De acordo com o psiquiatra Carlos Celso Serra Azul, diretor técnico do Hospital de Saúde Mental Professor Frota Pinto (HSM), unidade da Secretaria da Saúde do Ceará (Sesa), o próprio estresse vivenciado em um momento pandêmico pode ser agravado com o diagnóstico da doença, mas também não se podem ignorar algumas alterações psiquiátricas e neurológicas observadas pós-Covid, principalmente nos casos mais graves da doença.

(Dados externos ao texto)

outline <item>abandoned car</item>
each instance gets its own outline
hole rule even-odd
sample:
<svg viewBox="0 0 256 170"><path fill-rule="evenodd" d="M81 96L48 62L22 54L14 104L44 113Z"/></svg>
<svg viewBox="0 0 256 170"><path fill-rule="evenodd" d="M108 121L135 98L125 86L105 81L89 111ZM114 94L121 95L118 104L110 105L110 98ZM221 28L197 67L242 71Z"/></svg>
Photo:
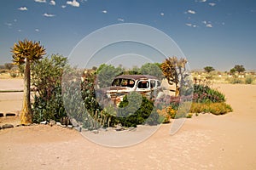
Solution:
<svg viewBox="0 0 256 170"><path fill-rule="evenodd" d="M157 77L149 75L120 75L113 79L112 86L107 90L107 95L115 105L119 105L124 96L132 91L148 99L154 99L160 84Z"/></svg>

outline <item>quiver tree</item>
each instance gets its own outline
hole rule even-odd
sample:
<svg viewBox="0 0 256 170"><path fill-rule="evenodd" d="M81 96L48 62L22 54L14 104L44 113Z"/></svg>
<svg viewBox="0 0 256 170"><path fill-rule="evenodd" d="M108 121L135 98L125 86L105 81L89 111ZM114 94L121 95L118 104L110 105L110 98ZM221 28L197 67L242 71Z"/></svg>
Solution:
<svg viewBox="0 0 256 170"><path fill-rule="evenodd" d="M181 58L177 60L177 57L169 57L161 64L161 70L163 75L168 81L169 84L175 83L176 93L175 95L179 94L179 89L182 89L185 83L185 78L189 75L186 74L187 60Z"/></svg>
<svg viewBox="0 0 256 170"><path fill-rule="evenodd" d="M21 124L32 123L32 108L30 103L30 65L40 60L45 54L45 48L39 42L32 42L25 39L15 43L11 48L13 54L13 64L16 65L25 65L24 69L24 97L21 109Z"/></svg>

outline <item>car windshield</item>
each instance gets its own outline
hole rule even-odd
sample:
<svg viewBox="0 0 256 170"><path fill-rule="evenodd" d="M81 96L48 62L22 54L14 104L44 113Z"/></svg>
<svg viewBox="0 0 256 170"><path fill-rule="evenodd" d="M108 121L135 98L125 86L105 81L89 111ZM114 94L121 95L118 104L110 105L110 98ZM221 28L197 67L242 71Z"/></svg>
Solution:
<svg viewBox="0 0 256 170"><path fill-rule="evenodd" d="M134 80L125 79L125 78L117 78L113 81L112 86L122 86L122 87L134 87Z"/></svg>

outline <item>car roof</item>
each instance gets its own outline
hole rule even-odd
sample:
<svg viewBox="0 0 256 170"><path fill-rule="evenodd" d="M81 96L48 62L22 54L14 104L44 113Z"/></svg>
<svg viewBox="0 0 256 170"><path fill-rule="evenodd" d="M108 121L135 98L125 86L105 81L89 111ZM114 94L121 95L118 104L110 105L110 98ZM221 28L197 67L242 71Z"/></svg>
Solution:
<svg viewBox="0 0 256 170"><path fill-rule="evenodd" d="M125 78L125 79L132 79L132 80L139 80L139 79L156 79L158 80L157 77L150 76L150 75L120 75L114 79L119 79L119 78Z"/></svg>

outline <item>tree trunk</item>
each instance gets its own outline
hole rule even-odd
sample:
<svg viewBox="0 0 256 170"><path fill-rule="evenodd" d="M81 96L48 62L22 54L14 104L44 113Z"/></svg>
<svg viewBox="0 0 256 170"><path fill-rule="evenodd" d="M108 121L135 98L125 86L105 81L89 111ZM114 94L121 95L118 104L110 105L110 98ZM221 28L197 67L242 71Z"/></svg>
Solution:
<svg viewBox="0 0 256 170"><path fill-rule="evenodd" d="M30 103L30 61L26 60L24 70L24 96L21 110L21 124L32 122L32 108Z"/></svg>

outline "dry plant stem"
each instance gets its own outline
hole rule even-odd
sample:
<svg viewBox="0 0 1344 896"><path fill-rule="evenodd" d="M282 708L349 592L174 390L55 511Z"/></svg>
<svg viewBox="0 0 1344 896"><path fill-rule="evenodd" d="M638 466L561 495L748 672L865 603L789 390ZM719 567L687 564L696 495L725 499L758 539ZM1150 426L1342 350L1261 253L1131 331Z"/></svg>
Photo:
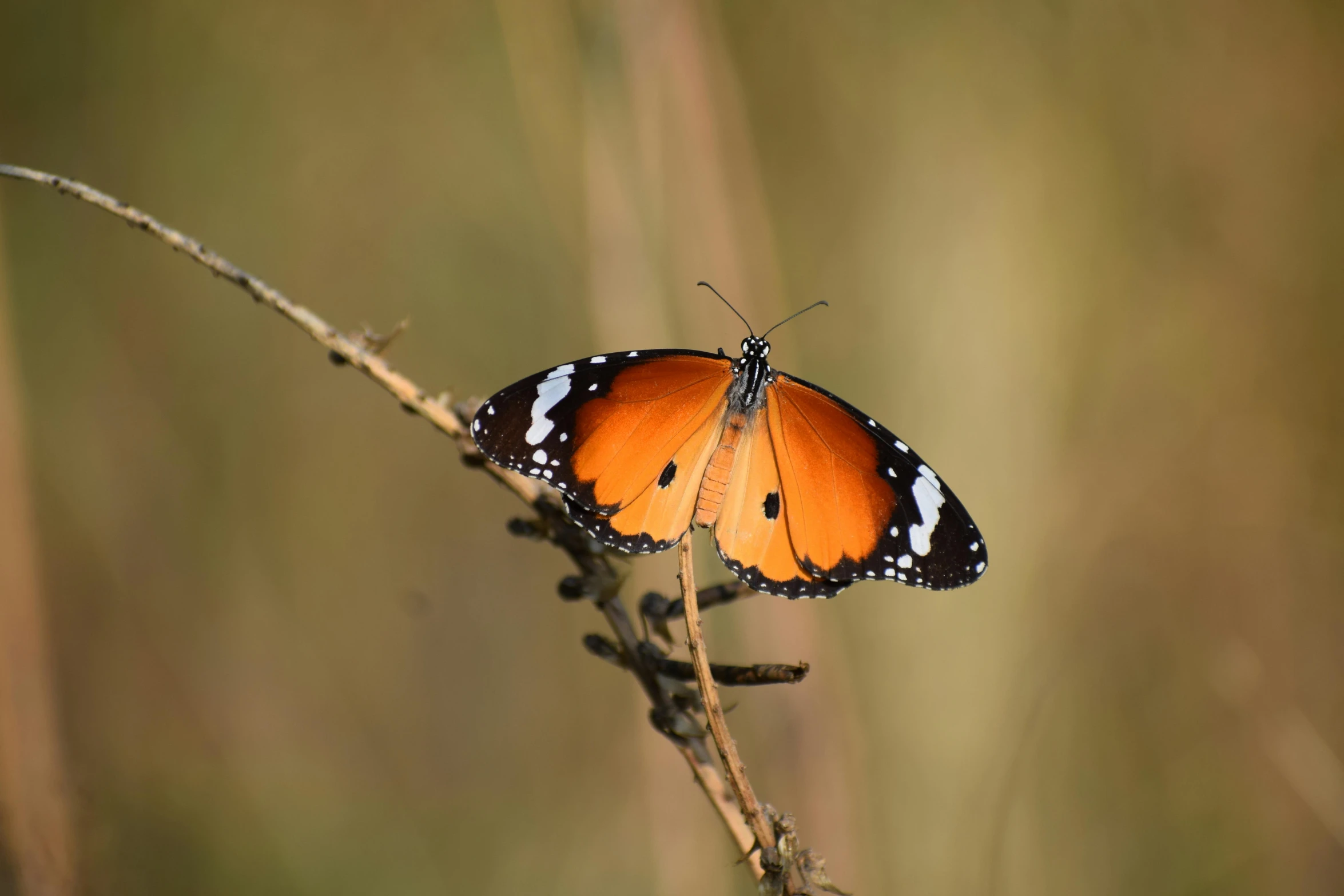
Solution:
<svg viewBox="0 0 1344 896"><path fill-rule="evenodd" d="M704 649L704 630L700 627L700 604L695 594L695 564L691 560L691 533L681 536L677 545L677 568L681 575L681 600L685 602L685 634L687 646L691 647L691 662L695 666L695 681L700 685L700 701L704 704L704 715L710 720L710 733L714 735L714 746L719 748L719 759L723 760L723 770L728 775L732 793L737 794L742 815L755 834L755 842L762 848L773 848L774 827L766 819L761 809L751 782L747 780L747 768L738 755L738 744L728 732L728 721L723 717L723 705L719 703L719 688L710 674L710 656Z"/></svg>
<svg viewBox="0 0 1344 896"><path fill-rule="evenodd" d="M478 458L481 461L480 466L482 466L487 473L499 480L526 504L536 509L539 513L543 513L543 516L547 513L559 513L563 516L563 508L556 500L555 493L548 486L480 458L480 454L472 442L470 434L466 430L466 424L453 411L453 408L449 407L446 396L444 399L429 398L423 390L415 386L415 383L394 371L387 361L378 356L375 351L366 348L366 345L362 344L362 340L337 332L336 328L313 312L308 310L302 305L292 302L263 281L239 269L228 259L210 251L202 246L199 240L180 234L171 227L165 227L145 212L75 180L69 180L66 177L50 175L42 171L34 171L32 168L3 164L0 164L0 176L44 184L55 188L63 195L75 196L86 203L98 206L117 218L121 218L130 226L148 234L153 234L176 251L184 253L194 261L208 267L215 275L237 283L258 304L266 305L271 310L282 314L292 324L308 333L308 336L310 336L316 343L391 392L392 396L401 402L403 408L425 418L435 429L450 437L464 455ZM575 557L575 562L579 562L578 551L570 549L569 552ZM581 563L581 567L582 566L583 563ZM663 692L663 688L659 685L657 677L652 673L652 670L645 669L644 664L638 661L640 639L630 622L629 614L625 611L625 606L621 603L620 596L617 596L616 590L613 588L612 594L601 595L597 599L597 606L602 611L607 623L612 626L612 631L621 642L621 647L629 657L632 657L636 677L648 693L649 701L655 705L655 708L664 705L668 701L668 697ZM724 786L723 779L719 776L714 766L707 762L706 758L698 755L692 746L677 743L676 748L677 752L680 752L685 759L696 783L704 791L704 795L708 797L710 805L714 807L720 821L723 821L728 834L732 837L743 856L747 856L747 864L753 875L757 880L759 880L763 873L759 858L754 853L750 853L755 840L759 838L759 834L754 833L755 829L747 829L743 822L743 817L738 811L737 803L732 799L732 794L728 793L728 789ZM759 806L757 806L757 814L759 815ZM769 836L765 840L761 840L761 842L770 842Z"/></svg>

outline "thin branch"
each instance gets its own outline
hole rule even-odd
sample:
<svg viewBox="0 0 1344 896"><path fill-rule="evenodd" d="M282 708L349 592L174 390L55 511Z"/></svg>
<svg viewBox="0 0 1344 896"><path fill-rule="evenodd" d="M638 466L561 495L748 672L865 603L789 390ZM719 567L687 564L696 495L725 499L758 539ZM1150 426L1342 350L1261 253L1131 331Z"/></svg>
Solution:
<svg viewBox="0 0 1344 896"><path fill-rule="evenodd" d="M606 660L621 669L628 668L620 645L601 634L583 635L583 647L599 660ZM672 660L652 641L640 642L640 657L664 678L673 681L694 681L695 666L689 662ZM710 674L726 688L746 688L754 685L797 684L808 676L808 664L792 666L784 662L759 662L750 666L726 666L710 664Z"/></svg>
<svg viewBox="0 0 1344 896"><path fill-rule="evenodd" d="M742 807L742 815L747 819L747 826L755 834L755 841L761 846L761 864L767 875L778 876L780 860L774 848L774 826L766 819L761 802L747 780L747 767L738 755L738 743L728 732L728 721L723 717L723 705L719 703L719 689L714 685L710 673L710 656L704 647L704 630L700 627L700 607L695 592L695 564L691 553L691 533L687 532L677 545L677 568L681 579L681 600L685 603L685 633L687 646L691 649L691 662L695 665L695 681L700 685L700 701L704 704L704 716L710 721L710 733L714 735L714 746L719 748L719 759L723 762L723 771L728 776L732 793Z"/></svg>
<svg viewBox="0 0 1344 896"><path fill-rule="evenodd" d="M593 598L598 610L606 618L607 625L610 625L613 634L616 634L622 653L628 657L630 670L640 681L650 704L653 704L650 716L656 727L664 731L673 742L677 752L681 754L681 758L695 776L696 783L704 791L704 795L710 799L710 805L727 829L728 836L732 837L732 841L745 856L751 873L757 880L761 880L765 872L762 870L759 857L753 852L754 844L759 837L754 833L753 827L747 826L742 813L738 810L738 803L734 801L732 793L728 791L723 778L710 762L704 751L703 739L689 739L677 733L675 725L659 724L660 719L664 721L673 719L680 711L671 695L663 689L657 673L648 668L640 657L640 639L620 599L622 576L613 567L605 551L594 548L591 539L587 539L582 529L567 519L563 505L551 488L491 463L480 454L466 429L468 411L472 408L462 406L450 407L448 394L429 398L415 383L394 371L378 355L378 352L386 348L386 340L371 337L368 333L347 336L337 332L336 328L313 312L294 304L280 293L280 290L247 274L226 258L210 251L199 240L161 224L155 218L124 201L108 196L87 184L31 168L0 164L0 176L52 187L60 193L75 196L97 206L125 220L128 224L152 234L173 250L184 253L195 262L210 269L215 275L241 286L258 304L266 305L280 313L308 333L313 341L327 348L332 360L349 364L360 371L396 398L405 410L425 418L435 429L450 437L457 443L458 450L461 450L464 461L468 461L470 466L484 469L528 504L539 514L539 524L547 527L543 537L564 549L575 566L585 574L582 578L582 592ZM562 583L562 594L563 588L564 583ZM589 591L591 594L587 594ZM757 806L757 814L759 815L759 806Z"/></svg>
<svg viewBox="0 0 1344 896"><path fill-rule="evenodd" d="M434 424L435 429L452 437L460 449L476 453L476 446L472 443L466 426L449 407L446 395L429 398L415 383L394 371L387 361L379 357L378 352L382 351L382 347L378 345L378 340L370 340L364 333L347 336L337 332L335 326L317 314L286 298L278 289L253 277L227 258L206 249L199 239L192 239L172 227L167 227L138 208L128 206L87 184L17 165L0 165L0 175L52 187L59 193L82 199L116 215L132 227L152 234L175 251L183 253L192 261L204 265L216 277L223 277L241 286L253 300L284 316L294 326L308 333L313 341L327 348L335 357L339 357L391 392L402 403L403 408L418 414ZM491 476L504 482L528 504L548 490L547 486L536 480L530 480L513 470L507 470L489 462L485 462L485 467Z"/></svg>

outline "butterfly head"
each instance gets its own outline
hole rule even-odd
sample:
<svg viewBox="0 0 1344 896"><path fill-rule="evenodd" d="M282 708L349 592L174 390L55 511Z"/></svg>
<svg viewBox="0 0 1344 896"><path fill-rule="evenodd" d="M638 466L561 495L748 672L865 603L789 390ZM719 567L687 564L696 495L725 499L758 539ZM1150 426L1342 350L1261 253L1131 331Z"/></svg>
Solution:
<svg viewBox="0 0 1344 896"><path fill-rule="evenodd" d="M770 343L765 341L762 336L747 336L742 340L742 356L750 359L765 360L765 356L770 353Z"/></svg>

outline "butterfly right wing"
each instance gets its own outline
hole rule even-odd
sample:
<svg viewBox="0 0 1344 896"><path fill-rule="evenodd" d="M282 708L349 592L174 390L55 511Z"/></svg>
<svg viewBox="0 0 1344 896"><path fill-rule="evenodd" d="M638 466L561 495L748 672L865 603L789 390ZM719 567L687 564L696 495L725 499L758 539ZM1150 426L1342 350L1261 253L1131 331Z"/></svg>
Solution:
<svg viewBox="0 0 1344 896"><path fill-rule="evenodd" d="M500 466L610 516L722 416L731 382L732 361L706 352L597 355L500 390L477 410L472 438Z"/></svg>
<svg viewBox="0 0 1344 896"><path fill-rule="evenodd" d="M738 442L714 547L735 576L762 594L832 598L851 584L817 578L794 556L765 408L751 414Z"/></svg>
<svg viewBox="0 0 1344 896"><path fill-rule="evenodd" d="M566 497L564 508L570 517L602 544L629 553L656 553L673 547L691 528L700 480L723 434L726 410L727 399L722 399L700 429L664 465L659 477L617 513L594 513Z"/></svg>

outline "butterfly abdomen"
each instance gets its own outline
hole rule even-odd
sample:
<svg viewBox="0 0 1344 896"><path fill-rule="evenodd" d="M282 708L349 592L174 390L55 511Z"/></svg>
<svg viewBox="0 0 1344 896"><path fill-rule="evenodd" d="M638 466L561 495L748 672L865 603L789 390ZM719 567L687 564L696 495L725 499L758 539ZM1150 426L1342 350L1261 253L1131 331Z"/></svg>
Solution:
<svg viewBox="0 0 1344 896"><path fill-rule="evenodd" d="M700 480L700 493L695 500L696 525L711 527L719 519L719 508L723 506L723 494L728 490L732 461L737 457L738 442L742 441L742 429L746 424L746 414L732 414L723 427L719 446L714 449L710 466L704 467L704 478Z"/></svg>

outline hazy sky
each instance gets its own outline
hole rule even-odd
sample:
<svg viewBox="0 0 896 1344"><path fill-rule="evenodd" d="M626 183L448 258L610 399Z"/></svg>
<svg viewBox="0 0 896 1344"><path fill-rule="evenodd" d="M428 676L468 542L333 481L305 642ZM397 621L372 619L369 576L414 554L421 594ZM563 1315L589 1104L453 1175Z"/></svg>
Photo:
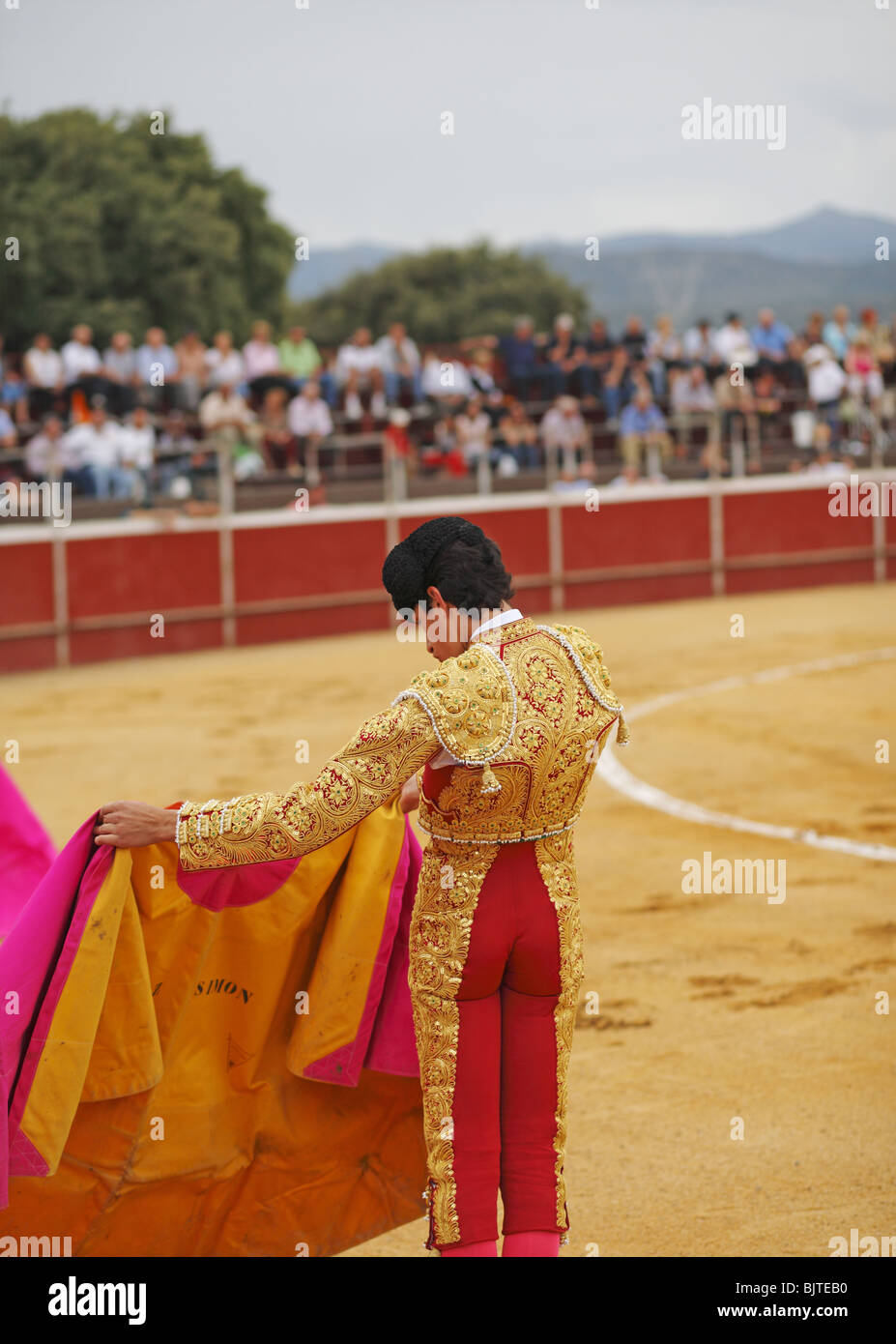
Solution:
<svg viewBox="0 0 896 1344"><path fill-rule="evenodd" d="M169 109L312 246L896 216L896 0L11 3L7 110ZM785 148L685 141L704 98Z"/></svg>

“Apesar de não termos ainda evidências científicas concluídas sobre os impactos da Covid-19 no desenvolvimento de transtornos mentais, é possível observar que muitos pacientes apresentam algumas alterações relacionadas ao desenvolvimento de comportamento ansioso-depressivo, aparecendo com mais frequência, além de alterações de cunho psicótico-maníaco. Mas ressalto que a causa orgânica dessas patologias ainda estão sendo estudadas e necessitam de maior investigação científica”, explica Carlos Celso.

Alterações neurológicas

O psiquiatra ressalta, também, que estão sendo observadas em alguns pacientes, mesmo nos que apresentaram sintomas leves de Covid-19, alterações neurológicas, como dificuldade no processamento de informações, falta de atenção, raciocínio mais lento e perda de memória. Os transtornos psiquiátricos podem tanto agravar quanto desencadear os transtornos neurológicos e vice-versa. Apesar disso, os dois problemas não estão conectados, necessariamente.

Em relação aos pacientes que já apresentavam algum transtorno mental antes de ser acometido pelo coronavírus, o especialista observa que pode acontecer um agravamento do quadro de saúde mental ou o surgimento de um novo transtorno. “Qualquer agravamento ou surgimento de adoecimento de transtorno mental após uma infecção de Covid merece uma atenção, um cuidado. É importante que os familiares e pacientes fiquem atentos aos sintomas e busquem ajuda de um profissional da área, como psicólogos e psiquiatras, para o tratamento direcionado”, recomenda.